The Dutch television production giant that holds the rights to the reality show "Big Brother" is suing Channel 10 and Israeli production company Abbot Reif Hameiri for NIS 3 million, arguing that they copied the show's format to create another reality show, "24/7: The Next Generation."
Channel 10 has sold the format of "24/7," which got poor to middling ratings when it aired in the summer, to television stations in several other countries.
"Watching 'The Next Generation' creates a clear impression of blunt, conscious copying of the format and content of 'Big Brother,' not to mention the deliberate and unacceptable attempt by the defendants to improperly steal the identity of 'Big Brother,'" states the lawsuit, filed by television production company Endemol.

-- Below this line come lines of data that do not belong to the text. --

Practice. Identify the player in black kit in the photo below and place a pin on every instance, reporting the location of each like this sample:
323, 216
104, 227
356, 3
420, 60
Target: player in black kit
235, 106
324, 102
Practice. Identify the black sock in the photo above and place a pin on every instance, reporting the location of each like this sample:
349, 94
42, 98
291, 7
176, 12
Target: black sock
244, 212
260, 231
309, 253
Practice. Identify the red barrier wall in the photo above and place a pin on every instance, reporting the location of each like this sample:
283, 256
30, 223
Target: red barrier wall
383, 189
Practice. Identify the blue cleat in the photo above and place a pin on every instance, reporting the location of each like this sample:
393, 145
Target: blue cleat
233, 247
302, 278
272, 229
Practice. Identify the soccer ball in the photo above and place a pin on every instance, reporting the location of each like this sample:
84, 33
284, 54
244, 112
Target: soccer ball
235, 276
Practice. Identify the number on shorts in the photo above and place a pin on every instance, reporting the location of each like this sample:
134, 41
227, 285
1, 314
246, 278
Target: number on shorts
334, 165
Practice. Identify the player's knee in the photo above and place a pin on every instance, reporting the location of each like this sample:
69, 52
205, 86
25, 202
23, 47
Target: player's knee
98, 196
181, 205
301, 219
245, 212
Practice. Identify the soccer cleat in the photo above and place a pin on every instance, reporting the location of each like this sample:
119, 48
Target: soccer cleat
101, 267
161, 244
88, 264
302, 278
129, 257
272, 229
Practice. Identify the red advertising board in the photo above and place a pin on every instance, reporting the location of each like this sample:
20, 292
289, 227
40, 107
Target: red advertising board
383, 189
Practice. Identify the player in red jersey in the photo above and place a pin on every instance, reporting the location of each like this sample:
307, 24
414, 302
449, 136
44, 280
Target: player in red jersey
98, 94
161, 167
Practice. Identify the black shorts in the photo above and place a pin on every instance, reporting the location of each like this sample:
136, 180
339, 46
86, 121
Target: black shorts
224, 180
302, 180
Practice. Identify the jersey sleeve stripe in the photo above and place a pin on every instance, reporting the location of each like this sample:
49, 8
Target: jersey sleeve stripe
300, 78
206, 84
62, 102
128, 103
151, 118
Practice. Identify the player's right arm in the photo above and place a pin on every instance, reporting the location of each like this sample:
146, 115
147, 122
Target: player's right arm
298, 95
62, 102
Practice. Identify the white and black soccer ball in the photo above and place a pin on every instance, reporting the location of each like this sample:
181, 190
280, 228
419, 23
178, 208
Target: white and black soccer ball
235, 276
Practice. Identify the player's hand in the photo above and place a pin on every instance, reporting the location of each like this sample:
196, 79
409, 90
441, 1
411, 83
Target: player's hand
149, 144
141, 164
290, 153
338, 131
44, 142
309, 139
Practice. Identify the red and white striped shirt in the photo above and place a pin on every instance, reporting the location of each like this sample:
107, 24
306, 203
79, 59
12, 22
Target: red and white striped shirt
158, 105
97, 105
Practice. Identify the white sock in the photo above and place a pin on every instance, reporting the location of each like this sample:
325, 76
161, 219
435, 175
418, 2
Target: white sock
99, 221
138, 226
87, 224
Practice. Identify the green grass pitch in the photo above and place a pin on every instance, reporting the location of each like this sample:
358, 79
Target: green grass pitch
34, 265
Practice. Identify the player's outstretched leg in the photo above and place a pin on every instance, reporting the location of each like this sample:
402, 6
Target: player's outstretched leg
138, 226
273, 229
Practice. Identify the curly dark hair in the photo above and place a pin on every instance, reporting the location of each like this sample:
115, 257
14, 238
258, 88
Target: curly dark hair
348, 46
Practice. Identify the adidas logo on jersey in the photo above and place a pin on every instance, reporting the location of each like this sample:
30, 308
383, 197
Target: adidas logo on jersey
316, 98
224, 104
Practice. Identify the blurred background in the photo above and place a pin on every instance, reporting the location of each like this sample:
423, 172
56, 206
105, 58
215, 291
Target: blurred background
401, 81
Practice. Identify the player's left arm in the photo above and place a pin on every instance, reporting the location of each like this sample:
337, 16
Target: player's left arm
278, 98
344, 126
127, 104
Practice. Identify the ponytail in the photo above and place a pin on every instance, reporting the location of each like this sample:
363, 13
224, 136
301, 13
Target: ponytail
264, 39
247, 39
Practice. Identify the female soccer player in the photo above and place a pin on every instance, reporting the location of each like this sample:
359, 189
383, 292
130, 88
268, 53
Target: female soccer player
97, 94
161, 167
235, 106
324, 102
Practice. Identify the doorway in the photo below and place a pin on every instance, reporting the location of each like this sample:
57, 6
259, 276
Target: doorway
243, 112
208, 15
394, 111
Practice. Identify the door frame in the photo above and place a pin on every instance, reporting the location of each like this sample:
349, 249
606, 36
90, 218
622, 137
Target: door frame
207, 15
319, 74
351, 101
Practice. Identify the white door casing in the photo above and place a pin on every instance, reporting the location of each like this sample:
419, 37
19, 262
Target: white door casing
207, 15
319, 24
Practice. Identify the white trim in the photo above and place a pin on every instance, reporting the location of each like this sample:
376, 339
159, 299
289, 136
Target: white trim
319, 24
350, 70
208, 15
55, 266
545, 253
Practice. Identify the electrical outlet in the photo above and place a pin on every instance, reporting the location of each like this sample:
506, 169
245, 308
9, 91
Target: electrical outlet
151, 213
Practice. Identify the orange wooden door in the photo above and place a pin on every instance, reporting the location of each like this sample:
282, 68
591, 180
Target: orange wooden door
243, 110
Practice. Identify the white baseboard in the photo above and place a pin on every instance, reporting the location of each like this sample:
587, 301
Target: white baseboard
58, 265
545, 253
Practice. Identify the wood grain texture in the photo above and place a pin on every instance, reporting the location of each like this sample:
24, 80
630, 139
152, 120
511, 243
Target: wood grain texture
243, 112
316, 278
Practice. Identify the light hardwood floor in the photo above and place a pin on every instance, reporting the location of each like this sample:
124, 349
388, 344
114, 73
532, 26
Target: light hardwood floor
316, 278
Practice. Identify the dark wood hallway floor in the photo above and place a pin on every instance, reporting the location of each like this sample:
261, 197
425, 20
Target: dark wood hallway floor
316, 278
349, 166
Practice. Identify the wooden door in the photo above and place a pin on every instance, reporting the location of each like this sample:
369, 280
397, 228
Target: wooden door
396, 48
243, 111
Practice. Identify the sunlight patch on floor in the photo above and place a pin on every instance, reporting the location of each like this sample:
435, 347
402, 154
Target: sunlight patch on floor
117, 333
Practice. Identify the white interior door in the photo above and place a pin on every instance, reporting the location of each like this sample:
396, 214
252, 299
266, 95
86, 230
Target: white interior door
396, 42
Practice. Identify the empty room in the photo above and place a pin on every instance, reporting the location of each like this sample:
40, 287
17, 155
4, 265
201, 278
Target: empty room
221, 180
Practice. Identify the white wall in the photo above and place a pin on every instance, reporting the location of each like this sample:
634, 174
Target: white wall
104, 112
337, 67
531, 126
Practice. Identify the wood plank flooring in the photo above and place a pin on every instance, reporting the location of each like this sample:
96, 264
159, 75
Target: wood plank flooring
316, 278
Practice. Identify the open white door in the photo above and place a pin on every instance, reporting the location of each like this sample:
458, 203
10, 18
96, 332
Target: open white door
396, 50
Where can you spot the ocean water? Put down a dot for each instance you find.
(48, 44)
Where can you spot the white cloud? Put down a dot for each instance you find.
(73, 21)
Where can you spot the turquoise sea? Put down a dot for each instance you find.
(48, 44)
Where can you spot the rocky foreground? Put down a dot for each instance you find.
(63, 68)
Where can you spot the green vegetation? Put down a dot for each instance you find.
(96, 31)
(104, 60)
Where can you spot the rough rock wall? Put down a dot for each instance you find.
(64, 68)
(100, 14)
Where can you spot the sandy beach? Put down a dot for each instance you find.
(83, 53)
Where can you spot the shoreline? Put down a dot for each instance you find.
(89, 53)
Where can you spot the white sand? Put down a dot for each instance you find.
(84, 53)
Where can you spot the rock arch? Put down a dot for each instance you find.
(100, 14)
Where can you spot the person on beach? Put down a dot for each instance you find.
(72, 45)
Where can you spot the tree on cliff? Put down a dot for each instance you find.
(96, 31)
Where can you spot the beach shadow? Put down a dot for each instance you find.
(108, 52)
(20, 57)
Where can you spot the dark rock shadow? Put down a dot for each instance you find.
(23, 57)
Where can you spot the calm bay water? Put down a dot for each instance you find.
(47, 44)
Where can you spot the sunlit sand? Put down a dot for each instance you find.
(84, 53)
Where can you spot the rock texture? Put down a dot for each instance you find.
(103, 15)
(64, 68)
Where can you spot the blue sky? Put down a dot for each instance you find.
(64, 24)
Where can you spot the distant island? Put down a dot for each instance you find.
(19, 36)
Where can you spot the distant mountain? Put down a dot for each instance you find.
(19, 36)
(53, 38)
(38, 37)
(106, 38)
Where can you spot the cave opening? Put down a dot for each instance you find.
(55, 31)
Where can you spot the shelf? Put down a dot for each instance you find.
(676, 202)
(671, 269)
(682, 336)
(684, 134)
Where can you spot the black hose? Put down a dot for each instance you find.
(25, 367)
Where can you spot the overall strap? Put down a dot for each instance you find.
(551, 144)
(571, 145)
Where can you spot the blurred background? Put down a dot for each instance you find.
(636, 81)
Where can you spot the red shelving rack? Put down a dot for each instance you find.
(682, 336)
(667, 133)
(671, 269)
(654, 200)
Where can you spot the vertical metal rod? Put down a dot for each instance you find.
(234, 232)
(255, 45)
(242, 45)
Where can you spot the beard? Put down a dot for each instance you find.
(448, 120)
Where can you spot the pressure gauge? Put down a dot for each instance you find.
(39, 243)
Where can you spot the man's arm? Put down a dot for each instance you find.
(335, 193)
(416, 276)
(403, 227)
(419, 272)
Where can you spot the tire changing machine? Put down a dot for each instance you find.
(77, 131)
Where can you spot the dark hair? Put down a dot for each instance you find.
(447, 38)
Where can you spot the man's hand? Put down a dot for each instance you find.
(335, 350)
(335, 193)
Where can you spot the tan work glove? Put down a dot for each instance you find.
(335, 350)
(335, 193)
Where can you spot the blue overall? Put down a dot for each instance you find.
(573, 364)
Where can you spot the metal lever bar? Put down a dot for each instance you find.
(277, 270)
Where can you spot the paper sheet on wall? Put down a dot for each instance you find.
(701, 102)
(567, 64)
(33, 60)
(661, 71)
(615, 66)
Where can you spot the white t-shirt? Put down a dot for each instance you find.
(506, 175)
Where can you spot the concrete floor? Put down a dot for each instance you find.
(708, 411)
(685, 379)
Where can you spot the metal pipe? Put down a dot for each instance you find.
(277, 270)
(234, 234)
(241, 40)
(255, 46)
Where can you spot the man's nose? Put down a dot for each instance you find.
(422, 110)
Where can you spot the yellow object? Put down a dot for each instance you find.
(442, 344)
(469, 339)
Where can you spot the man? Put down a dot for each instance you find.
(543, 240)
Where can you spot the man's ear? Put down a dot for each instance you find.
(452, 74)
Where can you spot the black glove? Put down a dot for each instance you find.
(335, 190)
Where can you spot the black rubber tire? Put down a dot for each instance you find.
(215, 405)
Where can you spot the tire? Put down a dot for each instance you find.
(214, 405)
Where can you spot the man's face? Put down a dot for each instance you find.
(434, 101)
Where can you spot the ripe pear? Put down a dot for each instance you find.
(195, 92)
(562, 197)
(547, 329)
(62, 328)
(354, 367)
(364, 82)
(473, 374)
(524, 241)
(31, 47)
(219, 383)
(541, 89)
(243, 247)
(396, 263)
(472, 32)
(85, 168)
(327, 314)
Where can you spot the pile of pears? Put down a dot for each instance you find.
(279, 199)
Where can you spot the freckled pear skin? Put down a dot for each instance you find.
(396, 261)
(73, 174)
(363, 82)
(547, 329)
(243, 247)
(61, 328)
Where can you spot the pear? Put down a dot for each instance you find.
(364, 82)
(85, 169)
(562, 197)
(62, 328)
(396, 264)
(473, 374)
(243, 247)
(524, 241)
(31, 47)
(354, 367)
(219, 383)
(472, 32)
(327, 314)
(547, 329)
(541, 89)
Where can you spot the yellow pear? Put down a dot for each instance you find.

Endemol is also suing over what it says are trade secrets that were leaked by former "Big Brother" production staff members, including editors and the chief producer, who were hired to produce "24/7."
Channel 10 said "24/7" is an original show.
"Channel 10 carefully observes all legal requirements, including intellectual property laws, in all its productions, as it did with this production," the station said in a statement. "As we made clear to Endemol... its complaints are without foundation."
"Big Brother," which airs on Channel 2, begins its fourth season next week.
Like "24/7," it features contestants locked in a home while the cameras roll nonstop. The Channel 10 show features a bachelor, Eitan Orbach, who is locked in a house with several male friends and several women vying for their attention.
In both shows, the contestants compete for the affection of the audience, and a cash prize.
The lawsuit argues that the two shows have similar components and a similar look and feel.
As "Big Brother" gets set to go back on the air, the Council for Cable TV and Satellite Broadcasting has imposed new restrictions on the channel that has previously broadcast the 24-hour live feed from the "Big Brother" house.
That station, Channel 20, will now have to air the feed with a 90-second delay to give the channel a chance to censor "improper" content, the council has decided.
If any such content appears in any case, Channel 20 must broadcast an apology immediately, the council ruled.
The council also decided that during the prime time hours of 7 P.M. to 11 P.M. the message "Smoking is hazardous to your health" will appear on the screen twice an hour.